Zur Verfilmung der spektakulären Eiger-Tragödie von 1936 und dem „Neuen Bergfilm“. Ein Einspruch.

Der Tod von Toni Kurz ist eine der spektakulärsten Tragödien in der Geschichte des Alpinismus: Der junge deutsche Gebirgsjäger startet am 18.Juli 1936 mit seinem Kameraden Andreas Hinterstoisser einen Versuch zur Erstdurchsteigung der Eiger-Nordwand. Der Schlüssel zum Aufstieg ist Hinterstoissers Technik des Seilzugquergangs: So kommt er über eine glatte, gut 30 Meter breite Platte und spannt ein Seil, an dem sich Kurz nachhangelt – wie die österreichischen Konkurrenten Edi Rainer und Willy Angerer, die zu den zwei Deutschen aufgeschlossen haben.

Das Seil zieht Hinterstoisser wieder ab – den von Wetter und Unglück gestoppten Alpinisten bleibt der Rückweg fatal versperrt.

Erst verletzt Steinschlag Angerer, woraufhin Zusammenschluss zu einer Seilschaft erfolgt. Nebel umhüllt die Wand, am 19. Juli erklimmt das Quartett nur 200 Höhenmeter, am 20.Juli erreicht es das „Todesbiwak“, wo im August 1935 die Münchner Karl Mehringer und Max Sedlmayr im Schneesturm umkamen. Angerers Zustand verschlechtert sich, erzwingt die Umkehr, ein Wettersturz folgt. Am 21.Juli schneit es dauernd, nach gefährlichem Abstieg durch rutschigen Neuschnee und Steinschlag erreichen die Vier den Quergang: unpassierbar – der Fels ist vereist. Also muss über eine 100 Meter hohe Wandstufe direkt abgeseilt werden, durch die Sturzbahn von Steinen und Lawinen.

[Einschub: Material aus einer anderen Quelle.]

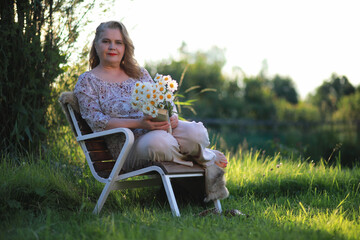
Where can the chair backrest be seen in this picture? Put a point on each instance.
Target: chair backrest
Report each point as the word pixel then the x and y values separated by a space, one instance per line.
pixel 97 154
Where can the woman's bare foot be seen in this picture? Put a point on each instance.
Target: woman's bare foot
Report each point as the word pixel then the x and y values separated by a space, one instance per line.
pixel 221 160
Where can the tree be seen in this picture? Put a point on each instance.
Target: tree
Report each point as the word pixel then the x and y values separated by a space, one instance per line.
pixel 328 95
pixel 259 98
pixel 35 37
pixel 284 88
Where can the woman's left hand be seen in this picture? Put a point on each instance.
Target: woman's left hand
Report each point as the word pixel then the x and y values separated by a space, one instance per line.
pixel 174 120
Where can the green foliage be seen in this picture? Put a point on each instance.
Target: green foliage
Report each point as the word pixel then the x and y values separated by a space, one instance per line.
pixel 301 112
pixel 34 37
pixel 328 95
pixel 349 108
pixel 284 88
pixel 285 199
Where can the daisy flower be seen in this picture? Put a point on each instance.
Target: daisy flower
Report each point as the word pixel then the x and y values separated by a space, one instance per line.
pixel 167 78
pixel 158 77
pixel 169 96
pixel 172 85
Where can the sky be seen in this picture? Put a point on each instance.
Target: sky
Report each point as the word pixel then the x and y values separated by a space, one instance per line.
pixel 306 40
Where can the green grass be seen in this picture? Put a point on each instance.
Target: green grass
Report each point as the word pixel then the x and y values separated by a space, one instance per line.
pixel 53 198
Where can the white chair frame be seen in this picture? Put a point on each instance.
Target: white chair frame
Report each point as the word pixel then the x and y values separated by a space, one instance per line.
pixel 117 181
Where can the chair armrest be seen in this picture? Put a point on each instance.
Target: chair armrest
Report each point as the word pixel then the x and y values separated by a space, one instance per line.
pixel 128 134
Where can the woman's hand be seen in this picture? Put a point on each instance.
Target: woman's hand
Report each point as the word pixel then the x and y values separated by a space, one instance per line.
pixel 174 121
pixel 146 123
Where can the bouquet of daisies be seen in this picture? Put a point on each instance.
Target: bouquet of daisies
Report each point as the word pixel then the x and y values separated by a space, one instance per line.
pixel 155 98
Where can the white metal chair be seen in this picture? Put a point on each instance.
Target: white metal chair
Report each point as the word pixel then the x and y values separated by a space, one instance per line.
pixel 108 171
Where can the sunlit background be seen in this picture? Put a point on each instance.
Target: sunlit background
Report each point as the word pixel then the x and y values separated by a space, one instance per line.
pixel 306 40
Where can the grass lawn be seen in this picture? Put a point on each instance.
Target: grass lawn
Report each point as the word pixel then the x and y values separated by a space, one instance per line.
pixel 284 198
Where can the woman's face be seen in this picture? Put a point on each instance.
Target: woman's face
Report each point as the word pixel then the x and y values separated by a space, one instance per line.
pixel 110 47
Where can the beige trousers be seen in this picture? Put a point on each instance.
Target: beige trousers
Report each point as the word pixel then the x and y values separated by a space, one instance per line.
pixel 188 141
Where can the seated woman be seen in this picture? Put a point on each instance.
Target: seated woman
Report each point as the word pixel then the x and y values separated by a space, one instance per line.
pixel 104 96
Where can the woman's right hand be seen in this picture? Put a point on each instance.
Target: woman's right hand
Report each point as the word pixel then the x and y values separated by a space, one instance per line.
pixel 150 125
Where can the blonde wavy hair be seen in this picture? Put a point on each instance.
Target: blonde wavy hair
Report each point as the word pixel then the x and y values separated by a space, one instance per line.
pixel 128 63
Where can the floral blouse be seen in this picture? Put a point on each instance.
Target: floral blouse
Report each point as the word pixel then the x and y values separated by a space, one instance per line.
pixel 100 100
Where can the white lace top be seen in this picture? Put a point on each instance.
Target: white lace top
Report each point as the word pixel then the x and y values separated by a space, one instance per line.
pixel 100 100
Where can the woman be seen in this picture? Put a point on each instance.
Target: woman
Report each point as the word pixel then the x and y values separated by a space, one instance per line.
pixel 104 95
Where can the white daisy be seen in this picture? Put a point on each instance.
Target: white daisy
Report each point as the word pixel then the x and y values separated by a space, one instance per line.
pixel 167 78
pixel 172 85
pixel 158 77
pixel 169 96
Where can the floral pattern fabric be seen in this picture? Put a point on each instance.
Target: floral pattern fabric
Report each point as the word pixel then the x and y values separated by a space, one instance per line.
pixel 100 101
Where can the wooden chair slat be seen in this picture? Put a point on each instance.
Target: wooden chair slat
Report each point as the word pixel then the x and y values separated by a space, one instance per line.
pixel 174 168
pixel 100 155
pixel 96 144
pixel 103 166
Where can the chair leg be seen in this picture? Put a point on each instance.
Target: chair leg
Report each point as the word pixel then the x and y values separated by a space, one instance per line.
pixel 171 196
pixel 218 205
pixel 104 194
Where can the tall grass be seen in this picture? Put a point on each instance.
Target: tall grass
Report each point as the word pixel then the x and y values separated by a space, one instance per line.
pixel 286 199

Wenige Meter vor den Rettern gestorben

Ein Lawinenabgang wird den drei Begleitern von Toni Kurz zum Verhängnis: Ein Zahnradbahn-Streckenwart hört seine Hilferufe, Schweizer Bergführer kommen – und die Nacht. Die Hilfsaktion muss auf den 22.Juli verschoben werden. Doch die Retter erreichen Kurz nicht: 40 Meter vereistes Gebirge trennen sie vom völlig entkräfteten 23-jährigen Bergsteiger. Die letzte Chance: Er muss sich abseilen. Er braucht dazu von unten ein Seil. Zum Hochziehen dreht er eine Schnur aus den Litzen von Seilresten, drei Stunden lang: Seine linke Hand ist in der Nacht erfroren. Doch das Ersatzseil ist zu kurz, ein zweites wird daran geknotet. Am Knoten bleibt aber der Karabiner, an dem sich Kurz abseilt, stecken. Er ist zu schwach zur Entlastung, stirbt binnen Minuten, nur Meter von den Bergführern entfernt, doch unerreichbar. Seine letzten Worte: „Ich kann nicht mehr.“

Es ist unmöglich, von Kurz' Ringen mit dem Tod und der absurden Verkettung tragischer Umstände, die dazu führten, nicht berührt zu sein. Aber die deutsch-österreichisch-schweizerische Koproduktion Nordwand tut ihr Bestes, um es einem zu verunmöglichen. Regisseur Philipp Stölzl wird als Multitalent beschworen. Sein Talent stellt er hier in die Dienste der Eindimensionalität, wenn auch mit Multiverwertungsfunktion: Ein glatt poliertes Produkt für die sogenannte TV-Primetime, das davor dank medial aufgeheizten Interesses mit dem Mascherl „Neuer Bergfilm“ in allen Durchlaufstationen einer Verwertungskette reüssieren soll: Kino, DVD, Buch und Roman zum Film.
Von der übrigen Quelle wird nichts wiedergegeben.